Meeting with prominent Members of the U.S. House of Representatives and Senate last week, including House Ways and Means Chairman Paul Ryan (R-WI), AMAC CEO Dan Weber urged Congress to address Social Security this year - and not continue to "kick the can down the road."
Weber reported that "in each and every meeting, the AMAC proposal to save Social Security - the Social Security Guarantee and its free-market savings companion, the Early Retirement Account (ERA) - was well-received and is gaining broad interest in Congress and around Washington."
The Social Security Guarantee offers 75-year solvency to Social Security's OASI Trust Fund without increasing taxes on individuals or employers.

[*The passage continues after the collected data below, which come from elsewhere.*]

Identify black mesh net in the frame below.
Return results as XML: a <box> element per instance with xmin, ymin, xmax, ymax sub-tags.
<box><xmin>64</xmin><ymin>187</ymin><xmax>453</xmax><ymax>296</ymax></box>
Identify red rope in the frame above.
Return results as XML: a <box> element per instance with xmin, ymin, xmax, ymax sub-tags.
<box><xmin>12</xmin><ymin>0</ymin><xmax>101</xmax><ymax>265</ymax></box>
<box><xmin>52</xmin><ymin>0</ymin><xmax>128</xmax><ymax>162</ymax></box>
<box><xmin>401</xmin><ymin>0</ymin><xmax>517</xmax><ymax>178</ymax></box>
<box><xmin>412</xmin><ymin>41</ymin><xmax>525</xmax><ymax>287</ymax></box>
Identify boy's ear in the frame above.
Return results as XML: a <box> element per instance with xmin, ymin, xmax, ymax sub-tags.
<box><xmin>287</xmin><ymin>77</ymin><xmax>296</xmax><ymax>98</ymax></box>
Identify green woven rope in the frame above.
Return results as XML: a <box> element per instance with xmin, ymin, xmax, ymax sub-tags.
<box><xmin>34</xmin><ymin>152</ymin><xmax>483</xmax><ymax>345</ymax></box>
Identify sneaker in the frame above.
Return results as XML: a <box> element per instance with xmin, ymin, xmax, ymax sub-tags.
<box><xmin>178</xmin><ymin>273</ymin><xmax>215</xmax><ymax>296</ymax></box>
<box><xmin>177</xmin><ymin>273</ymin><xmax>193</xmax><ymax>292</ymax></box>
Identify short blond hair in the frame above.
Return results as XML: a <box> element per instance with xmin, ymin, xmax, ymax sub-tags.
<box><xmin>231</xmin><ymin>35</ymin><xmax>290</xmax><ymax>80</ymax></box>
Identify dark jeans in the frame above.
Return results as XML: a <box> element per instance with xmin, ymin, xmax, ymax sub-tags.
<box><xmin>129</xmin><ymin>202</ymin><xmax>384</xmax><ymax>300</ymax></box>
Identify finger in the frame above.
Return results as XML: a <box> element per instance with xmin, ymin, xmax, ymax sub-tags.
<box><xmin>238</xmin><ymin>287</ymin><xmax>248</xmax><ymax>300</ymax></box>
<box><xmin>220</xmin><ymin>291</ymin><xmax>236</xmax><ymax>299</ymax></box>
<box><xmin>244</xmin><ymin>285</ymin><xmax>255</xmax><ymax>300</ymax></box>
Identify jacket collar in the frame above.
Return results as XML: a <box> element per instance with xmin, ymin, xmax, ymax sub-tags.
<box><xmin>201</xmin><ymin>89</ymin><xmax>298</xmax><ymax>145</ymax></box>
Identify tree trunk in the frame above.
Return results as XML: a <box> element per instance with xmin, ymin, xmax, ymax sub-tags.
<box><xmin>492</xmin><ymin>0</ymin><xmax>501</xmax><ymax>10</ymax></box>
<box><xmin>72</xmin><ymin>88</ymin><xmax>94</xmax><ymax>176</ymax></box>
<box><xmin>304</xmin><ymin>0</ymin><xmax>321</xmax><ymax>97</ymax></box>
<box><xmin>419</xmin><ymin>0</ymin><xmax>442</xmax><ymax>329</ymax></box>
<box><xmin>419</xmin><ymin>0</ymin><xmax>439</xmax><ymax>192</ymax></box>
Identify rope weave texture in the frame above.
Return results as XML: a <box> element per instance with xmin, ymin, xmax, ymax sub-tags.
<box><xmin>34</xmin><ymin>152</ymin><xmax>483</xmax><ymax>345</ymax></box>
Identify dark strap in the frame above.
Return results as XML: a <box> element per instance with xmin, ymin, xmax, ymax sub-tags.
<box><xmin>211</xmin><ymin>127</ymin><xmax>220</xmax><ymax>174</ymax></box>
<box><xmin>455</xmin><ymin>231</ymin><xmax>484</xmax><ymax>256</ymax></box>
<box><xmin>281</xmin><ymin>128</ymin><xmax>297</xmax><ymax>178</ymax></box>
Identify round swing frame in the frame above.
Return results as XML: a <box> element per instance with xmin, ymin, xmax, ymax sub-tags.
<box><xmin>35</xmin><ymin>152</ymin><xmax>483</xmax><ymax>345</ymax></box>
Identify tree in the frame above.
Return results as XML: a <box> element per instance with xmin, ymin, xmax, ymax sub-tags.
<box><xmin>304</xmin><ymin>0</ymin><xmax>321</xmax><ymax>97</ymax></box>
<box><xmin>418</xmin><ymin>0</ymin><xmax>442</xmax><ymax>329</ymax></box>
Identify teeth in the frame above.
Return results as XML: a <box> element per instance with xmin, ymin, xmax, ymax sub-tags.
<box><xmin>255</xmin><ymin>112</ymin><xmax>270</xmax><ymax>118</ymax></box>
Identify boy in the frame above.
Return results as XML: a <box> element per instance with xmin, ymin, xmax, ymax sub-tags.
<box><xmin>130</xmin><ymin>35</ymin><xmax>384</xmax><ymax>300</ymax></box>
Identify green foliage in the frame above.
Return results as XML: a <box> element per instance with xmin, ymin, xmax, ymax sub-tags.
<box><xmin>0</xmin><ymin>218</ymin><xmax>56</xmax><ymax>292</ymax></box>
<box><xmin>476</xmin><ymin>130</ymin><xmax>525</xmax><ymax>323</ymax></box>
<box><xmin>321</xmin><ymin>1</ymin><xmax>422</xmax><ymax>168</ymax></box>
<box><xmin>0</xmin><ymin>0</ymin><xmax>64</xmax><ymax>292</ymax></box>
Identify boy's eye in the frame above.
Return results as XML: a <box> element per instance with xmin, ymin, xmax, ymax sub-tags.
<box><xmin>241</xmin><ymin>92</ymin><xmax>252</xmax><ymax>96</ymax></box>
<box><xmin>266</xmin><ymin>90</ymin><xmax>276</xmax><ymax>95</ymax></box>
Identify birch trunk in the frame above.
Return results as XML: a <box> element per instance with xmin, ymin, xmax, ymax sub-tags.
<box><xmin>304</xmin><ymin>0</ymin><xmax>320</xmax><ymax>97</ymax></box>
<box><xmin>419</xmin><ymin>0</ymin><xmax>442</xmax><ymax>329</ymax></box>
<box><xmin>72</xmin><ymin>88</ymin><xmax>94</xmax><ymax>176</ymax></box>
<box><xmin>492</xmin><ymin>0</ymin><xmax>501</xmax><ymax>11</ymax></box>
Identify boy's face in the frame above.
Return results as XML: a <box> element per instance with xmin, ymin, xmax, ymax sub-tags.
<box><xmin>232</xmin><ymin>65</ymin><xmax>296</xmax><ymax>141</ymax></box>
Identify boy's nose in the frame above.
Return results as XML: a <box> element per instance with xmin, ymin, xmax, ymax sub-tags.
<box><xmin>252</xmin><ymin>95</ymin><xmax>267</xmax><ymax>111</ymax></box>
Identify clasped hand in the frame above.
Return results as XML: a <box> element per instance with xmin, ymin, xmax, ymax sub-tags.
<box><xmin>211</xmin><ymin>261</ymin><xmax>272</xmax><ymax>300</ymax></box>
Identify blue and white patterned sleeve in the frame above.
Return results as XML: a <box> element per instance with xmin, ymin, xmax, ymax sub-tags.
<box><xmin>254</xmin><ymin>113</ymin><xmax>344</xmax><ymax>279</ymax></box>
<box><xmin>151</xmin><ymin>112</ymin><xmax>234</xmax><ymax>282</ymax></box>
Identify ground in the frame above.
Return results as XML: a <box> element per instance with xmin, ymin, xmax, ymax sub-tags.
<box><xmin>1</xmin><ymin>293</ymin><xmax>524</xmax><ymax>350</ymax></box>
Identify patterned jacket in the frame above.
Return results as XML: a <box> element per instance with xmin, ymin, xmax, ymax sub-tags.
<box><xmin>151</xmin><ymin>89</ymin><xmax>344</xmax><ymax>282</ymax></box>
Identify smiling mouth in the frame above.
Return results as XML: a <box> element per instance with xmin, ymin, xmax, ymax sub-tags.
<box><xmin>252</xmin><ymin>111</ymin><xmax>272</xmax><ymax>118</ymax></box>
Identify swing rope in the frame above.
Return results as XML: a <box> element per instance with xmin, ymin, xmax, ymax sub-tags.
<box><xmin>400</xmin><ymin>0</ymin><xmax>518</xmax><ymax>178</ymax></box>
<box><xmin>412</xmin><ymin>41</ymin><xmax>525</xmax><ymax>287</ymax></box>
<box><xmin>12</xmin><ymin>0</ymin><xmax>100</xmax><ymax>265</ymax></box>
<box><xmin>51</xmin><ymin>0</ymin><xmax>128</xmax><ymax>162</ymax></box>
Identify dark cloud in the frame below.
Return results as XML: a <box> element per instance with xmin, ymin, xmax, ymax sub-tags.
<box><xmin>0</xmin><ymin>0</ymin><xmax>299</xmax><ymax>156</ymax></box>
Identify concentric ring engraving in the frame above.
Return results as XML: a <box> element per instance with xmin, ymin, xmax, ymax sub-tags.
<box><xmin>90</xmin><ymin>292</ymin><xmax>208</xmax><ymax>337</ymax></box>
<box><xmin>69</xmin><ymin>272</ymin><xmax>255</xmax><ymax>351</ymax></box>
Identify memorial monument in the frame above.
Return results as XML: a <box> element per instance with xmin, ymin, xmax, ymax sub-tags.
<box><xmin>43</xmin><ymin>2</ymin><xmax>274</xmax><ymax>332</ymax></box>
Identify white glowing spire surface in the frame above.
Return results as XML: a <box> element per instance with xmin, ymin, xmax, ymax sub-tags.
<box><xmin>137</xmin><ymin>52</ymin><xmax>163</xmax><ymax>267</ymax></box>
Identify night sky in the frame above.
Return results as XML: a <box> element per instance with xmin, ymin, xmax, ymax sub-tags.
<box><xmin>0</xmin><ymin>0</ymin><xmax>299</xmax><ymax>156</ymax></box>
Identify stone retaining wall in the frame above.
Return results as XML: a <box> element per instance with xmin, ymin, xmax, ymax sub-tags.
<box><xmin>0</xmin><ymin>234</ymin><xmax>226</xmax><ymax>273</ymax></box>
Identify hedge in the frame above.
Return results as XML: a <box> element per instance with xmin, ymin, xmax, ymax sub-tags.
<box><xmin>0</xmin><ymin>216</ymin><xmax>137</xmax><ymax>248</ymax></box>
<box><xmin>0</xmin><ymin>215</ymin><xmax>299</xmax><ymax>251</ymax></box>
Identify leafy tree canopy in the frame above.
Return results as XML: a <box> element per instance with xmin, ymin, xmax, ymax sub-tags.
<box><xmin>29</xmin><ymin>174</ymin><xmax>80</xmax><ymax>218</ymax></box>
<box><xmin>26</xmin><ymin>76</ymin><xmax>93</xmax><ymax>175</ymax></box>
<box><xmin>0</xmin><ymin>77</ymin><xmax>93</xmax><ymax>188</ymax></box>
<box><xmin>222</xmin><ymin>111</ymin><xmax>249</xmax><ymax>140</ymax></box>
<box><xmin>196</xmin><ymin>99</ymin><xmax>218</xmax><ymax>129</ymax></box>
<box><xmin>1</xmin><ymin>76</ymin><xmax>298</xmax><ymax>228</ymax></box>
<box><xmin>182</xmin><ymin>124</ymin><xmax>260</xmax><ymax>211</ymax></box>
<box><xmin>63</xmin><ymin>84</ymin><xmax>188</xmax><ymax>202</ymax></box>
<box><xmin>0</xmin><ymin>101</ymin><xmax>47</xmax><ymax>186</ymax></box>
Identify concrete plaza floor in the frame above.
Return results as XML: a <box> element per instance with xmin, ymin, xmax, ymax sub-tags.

The ERA component also fills a hole in the retirement planning market, creating an instrument that can be used by small and large businesses and providing an opportunity for financial services organizations to reach another 50 million workers who don't have a retirement plan.
"The new Congress is a genuine bipartisan opportunity for legislators to avoid being labeled a 'Do-Nothing Congress' and instead be heralded as the 'Do-Something-Good' Congress," said Weber.
"We are encouraged that more and more Members of Congress now see that Social Security must be - and importantly can be - fixed and that the pillars of the Social Security Guarantee provide a genuine framework that is viable."
Weber added, "President Obama's latest budget proposal offers no real solution to make the Social Security Trust Funds sustainable and should be rejected. The President only proposes a band-aid to reallocate funds from the OASI Trust Fund to bail out the Social Security Disability Insurance (SSDI) Fund, which will become insolvent at the end of 2016 if action is not taken to reduce the rampant waste, fraud and abuse plaguing the program. The President's proposal, which avoids addressing the problems in SSDI, serves only to further accelerate the insolvency of the combined funds and will result in an across-the-board 25% reduction in benefits in 2033."
Plans to further engage Congress in the coming weeks and months to save and strengthen Social Security are already in the works. In the near term, AMAC has scheduled a Social Security Roundtable for March 4th, a Capitol Hill event that will feature leading policy experts and several Members of Congress who are interested in protecting this important program for future generations of hard-working Americans.